Duas a três horas cobrem o centro, as ruelas dos hotéis nas traseiras e a subida até ao miradouro na periferia, com paragens. Acrescente mais uma hora se se demorar num chá numa esplanada ou percorrer com calma as lojas do bazar. Cabe numa única manhã ou num final de tarde e noite.

Preciso de carro para ver a aldeia de Göreme?

Não. A aldeia é pequena o suficiente para se percorrer inteiramente a pé, e a maioria dos hotéis fica a cinco a dez minutos a pé do otogar no centro. Um carro ou scooter só compensa quando se vai até aos vales à volta, a outras aldeias ou a passeios de um dia mais afastados.

Qual é o melhor miradouro sobre Göreme sem sair da aldeia?

O ponto panorâmico acima da estrada do museu, na periferia norte da zona edificada, oferece uma vista ampla sobre os telhados da aldeia e as chaminés de fadas à sua volta. É uma subida de 15 a 20 minutos a partir do centro, não um percurso de vale, e funciona bem tanto ao nascer como ao pôr do sol.

É possível caminhar pela aldeia de Göreme ao anoitecer?

Sim, o centro e as ruas principais estão iluminados e movimentados com restaurantes e lojas até tarde. Depois de escurecer, prefira as ruas pavimentadas em vez dos caminhos de terra nas periferias da aldeia, já que a iluminação rareia rapidamente e os cães vadios ficam mais ativos à noite.

Os hotéis-caverna da aldeia estão abertos a quem não fica lá hospedado?

Alguns hotéis-caverna recebem não-hóspedes na esplanada para uma bebida ou uma refeição, o que é a forma mais fácil de ver um interior escavado sem reservar um quarto. Outros são exclusivos para hóspedes. Pergunte à porta em vez de entrar sem ser convidado num pátio.

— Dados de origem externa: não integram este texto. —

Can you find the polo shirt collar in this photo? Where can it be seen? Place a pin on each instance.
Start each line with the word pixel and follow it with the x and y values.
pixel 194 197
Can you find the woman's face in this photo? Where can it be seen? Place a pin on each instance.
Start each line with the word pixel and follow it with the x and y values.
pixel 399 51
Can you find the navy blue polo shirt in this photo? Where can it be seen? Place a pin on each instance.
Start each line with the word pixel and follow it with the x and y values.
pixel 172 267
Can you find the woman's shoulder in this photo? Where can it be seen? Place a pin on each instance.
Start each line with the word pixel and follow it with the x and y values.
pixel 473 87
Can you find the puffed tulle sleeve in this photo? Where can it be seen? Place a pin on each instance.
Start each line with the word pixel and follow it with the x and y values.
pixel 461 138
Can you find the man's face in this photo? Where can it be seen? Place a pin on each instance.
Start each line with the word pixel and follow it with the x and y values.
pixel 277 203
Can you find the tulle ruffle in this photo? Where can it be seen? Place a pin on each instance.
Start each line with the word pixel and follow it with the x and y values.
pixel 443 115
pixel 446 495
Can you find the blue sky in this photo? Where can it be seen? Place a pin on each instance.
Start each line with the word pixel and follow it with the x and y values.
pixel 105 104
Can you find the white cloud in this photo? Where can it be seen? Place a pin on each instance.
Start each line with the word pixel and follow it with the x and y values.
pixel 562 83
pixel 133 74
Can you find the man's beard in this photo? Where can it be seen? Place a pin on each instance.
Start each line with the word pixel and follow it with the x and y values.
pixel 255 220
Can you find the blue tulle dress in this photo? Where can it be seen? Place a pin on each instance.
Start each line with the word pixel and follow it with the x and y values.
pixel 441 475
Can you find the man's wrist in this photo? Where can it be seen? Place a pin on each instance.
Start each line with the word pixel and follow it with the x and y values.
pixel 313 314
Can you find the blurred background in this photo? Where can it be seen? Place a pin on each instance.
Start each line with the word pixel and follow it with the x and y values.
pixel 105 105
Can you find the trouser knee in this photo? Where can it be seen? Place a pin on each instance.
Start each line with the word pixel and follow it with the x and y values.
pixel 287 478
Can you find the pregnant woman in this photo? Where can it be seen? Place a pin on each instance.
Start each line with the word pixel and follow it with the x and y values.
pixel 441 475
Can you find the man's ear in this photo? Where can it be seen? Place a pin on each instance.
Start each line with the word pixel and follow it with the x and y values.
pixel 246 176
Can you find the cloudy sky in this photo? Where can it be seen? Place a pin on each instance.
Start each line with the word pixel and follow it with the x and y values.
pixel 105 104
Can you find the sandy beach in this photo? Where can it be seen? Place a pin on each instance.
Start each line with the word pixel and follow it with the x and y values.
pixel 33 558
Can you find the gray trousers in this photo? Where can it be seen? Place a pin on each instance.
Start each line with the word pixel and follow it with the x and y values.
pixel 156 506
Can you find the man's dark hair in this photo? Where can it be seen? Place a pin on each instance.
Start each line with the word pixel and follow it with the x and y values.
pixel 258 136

Qual é a diferença entre este passeio e o Museu ao Ar Livre de Göreme?

Este passeio fica dentro da própria aldeia: ruas, ruelas de hotéis, bazar e um miradouro. O museu ao ar livre é um local pago à parte, com igrejas escavadas na rocha, a cerca de 20 minutos a pé do centro, ao longo da mesma estrada onde fica o miradouro, e exige a sua própria visita e o seu próprio bloco de tempo.

O passeio pela aldeia é adequado a pessoas com mobilidade reduzida?

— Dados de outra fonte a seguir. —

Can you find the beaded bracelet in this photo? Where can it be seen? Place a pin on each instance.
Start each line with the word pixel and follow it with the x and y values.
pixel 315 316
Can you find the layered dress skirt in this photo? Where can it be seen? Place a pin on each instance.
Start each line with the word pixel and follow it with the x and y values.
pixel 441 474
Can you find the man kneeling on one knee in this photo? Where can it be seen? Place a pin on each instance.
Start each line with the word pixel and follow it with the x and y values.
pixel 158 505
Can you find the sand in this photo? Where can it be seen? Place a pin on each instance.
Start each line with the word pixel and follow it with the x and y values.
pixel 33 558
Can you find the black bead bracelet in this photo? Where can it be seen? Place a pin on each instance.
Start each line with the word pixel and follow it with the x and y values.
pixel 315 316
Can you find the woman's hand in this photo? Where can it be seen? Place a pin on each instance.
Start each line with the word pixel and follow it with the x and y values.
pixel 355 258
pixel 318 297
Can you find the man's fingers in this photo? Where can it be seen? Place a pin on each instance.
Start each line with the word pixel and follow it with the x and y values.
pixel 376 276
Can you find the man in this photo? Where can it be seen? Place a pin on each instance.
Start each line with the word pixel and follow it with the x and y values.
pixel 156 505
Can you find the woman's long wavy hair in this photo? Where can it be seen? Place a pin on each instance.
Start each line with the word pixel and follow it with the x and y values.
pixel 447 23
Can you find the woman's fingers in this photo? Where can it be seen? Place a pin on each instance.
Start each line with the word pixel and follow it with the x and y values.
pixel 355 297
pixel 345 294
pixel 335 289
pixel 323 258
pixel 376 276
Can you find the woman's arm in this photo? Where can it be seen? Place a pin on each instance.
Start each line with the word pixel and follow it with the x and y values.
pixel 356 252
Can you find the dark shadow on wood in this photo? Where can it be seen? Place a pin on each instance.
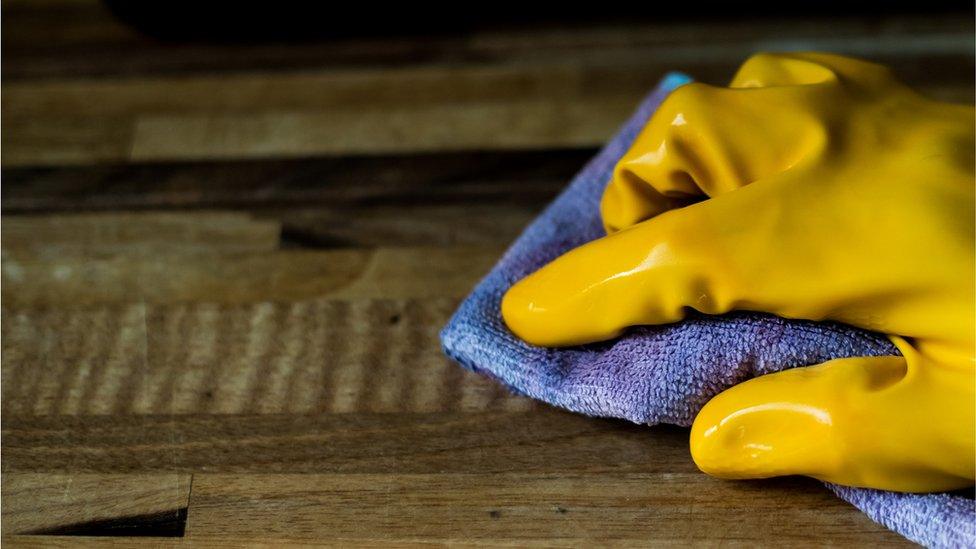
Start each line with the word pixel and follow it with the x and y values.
pixel 168 524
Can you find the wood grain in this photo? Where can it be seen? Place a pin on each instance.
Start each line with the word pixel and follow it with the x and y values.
pixel 225 266
pixel 50 503
pixel 302 357
pixel 478 508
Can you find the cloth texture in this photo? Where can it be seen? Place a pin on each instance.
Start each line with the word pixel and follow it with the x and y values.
pixel 665 374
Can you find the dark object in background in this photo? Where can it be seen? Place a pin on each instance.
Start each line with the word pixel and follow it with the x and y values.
pixel 296 20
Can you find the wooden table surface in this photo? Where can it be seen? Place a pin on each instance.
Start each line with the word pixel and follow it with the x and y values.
pixel 225 268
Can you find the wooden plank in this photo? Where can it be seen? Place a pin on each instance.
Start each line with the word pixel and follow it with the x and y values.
pixel 64 140
pixel 92 43
pixel 399 129
pixel 491 508
pixel 300 357
pixel 288 275
pixel 85 541
pixel 544 441
pixel 348 183
pixel 139 234
pixel 111 504
pixel 566 89
pixel 402 200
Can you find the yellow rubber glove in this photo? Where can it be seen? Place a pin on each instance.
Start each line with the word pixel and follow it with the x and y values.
pixel 814 187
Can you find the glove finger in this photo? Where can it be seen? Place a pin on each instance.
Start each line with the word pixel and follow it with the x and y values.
pixel 877 422
pixel 647 274
pixel 705 141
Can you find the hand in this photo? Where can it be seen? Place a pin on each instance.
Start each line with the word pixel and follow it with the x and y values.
pixel 814 187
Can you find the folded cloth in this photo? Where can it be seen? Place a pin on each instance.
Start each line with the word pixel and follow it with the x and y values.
pixel 665 374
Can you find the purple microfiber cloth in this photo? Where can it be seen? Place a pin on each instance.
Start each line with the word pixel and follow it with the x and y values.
pixel 665 374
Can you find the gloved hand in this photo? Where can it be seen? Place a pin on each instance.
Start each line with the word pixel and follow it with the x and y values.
pixel 814 187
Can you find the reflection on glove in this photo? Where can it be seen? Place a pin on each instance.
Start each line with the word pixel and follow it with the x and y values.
pixel 814 187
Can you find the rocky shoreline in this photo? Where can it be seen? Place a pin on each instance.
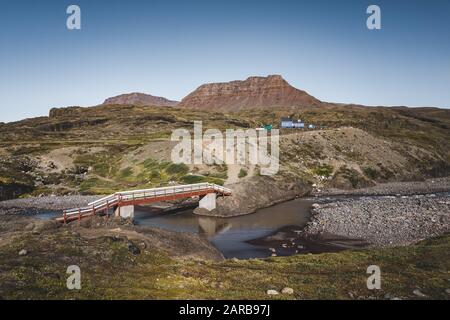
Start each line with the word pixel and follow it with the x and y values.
pixel 39 204
pixel 383 221
pixel 436 185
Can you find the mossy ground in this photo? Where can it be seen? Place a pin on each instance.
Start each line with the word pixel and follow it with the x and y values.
pixel 110 271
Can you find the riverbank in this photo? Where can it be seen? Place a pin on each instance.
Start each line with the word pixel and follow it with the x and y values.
pixel 39 204
pixel 383 221
pixel 116 264
pixel 436 185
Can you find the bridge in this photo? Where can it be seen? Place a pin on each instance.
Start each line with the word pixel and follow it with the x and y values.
pixel 122 203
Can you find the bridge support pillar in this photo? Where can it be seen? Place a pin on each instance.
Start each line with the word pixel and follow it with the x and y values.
pixel 208 202
pixel 125 212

O centro e as ruas do bazar são, na sua maioria, planos e pavimentados, mas muitas ruelas nas traseiras e entradas de hotéis usam degraus de pedra irregulares talhados na rocha, e a subida ao miradouro é um caminho de gravilha em subida constante, sem corrimão. O centro plano por si só é acessível; as secções do miradouro e das ruelas de hotéis não são livres de degraus.

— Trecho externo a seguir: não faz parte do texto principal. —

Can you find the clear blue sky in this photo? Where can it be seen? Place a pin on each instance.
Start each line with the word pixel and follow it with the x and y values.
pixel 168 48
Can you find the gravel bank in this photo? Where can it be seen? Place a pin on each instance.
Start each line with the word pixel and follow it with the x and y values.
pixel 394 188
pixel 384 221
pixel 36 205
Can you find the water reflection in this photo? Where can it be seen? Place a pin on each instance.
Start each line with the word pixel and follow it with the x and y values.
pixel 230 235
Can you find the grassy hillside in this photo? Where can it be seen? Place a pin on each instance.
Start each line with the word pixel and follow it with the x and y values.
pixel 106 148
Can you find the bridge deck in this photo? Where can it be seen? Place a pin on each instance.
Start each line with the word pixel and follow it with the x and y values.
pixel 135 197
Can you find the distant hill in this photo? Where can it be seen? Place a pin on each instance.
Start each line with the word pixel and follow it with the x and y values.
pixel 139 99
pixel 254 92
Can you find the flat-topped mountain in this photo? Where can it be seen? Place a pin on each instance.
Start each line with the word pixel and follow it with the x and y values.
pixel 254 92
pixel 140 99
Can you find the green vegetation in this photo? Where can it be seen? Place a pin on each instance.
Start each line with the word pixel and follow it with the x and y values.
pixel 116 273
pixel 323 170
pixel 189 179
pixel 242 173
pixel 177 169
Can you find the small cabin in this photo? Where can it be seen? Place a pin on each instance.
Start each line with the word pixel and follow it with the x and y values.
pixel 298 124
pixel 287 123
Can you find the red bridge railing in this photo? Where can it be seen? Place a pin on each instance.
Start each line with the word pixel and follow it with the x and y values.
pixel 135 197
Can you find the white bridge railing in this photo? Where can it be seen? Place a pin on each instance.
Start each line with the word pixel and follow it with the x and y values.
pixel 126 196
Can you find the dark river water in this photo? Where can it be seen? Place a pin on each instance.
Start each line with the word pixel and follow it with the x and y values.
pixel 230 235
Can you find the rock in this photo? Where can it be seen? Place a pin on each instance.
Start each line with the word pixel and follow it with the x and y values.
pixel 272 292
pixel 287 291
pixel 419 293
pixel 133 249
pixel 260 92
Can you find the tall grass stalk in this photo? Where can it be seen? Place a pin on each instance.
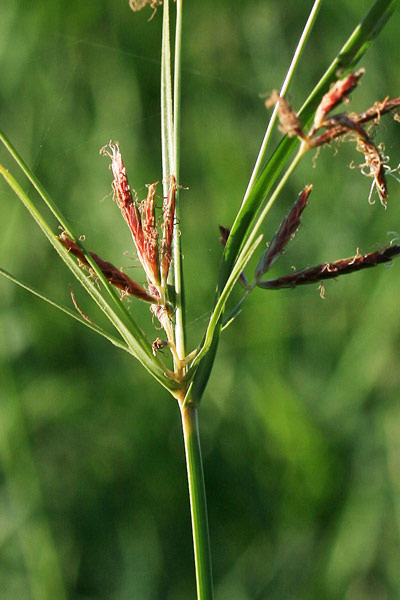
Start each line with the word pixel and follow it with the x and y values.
pixel 185 374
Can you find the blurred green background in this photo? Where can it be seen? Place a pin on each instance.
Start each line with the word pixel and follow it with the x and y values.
pixel 301 420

Onde comer depois do passeio?

Göreme tem restaurantes em terraços e esplanadas espalhados pelo centro e ao longo das ruelas mais altas, muitos deles com vista de volta sobre a aldeia em vez de para ela. Os preços e as ementas variam bastante entre os que dão para a rua principal e os mais tranquilos um quarteirão atrás, por isso vale a pena caminhar um pouco mais antes de se sentar.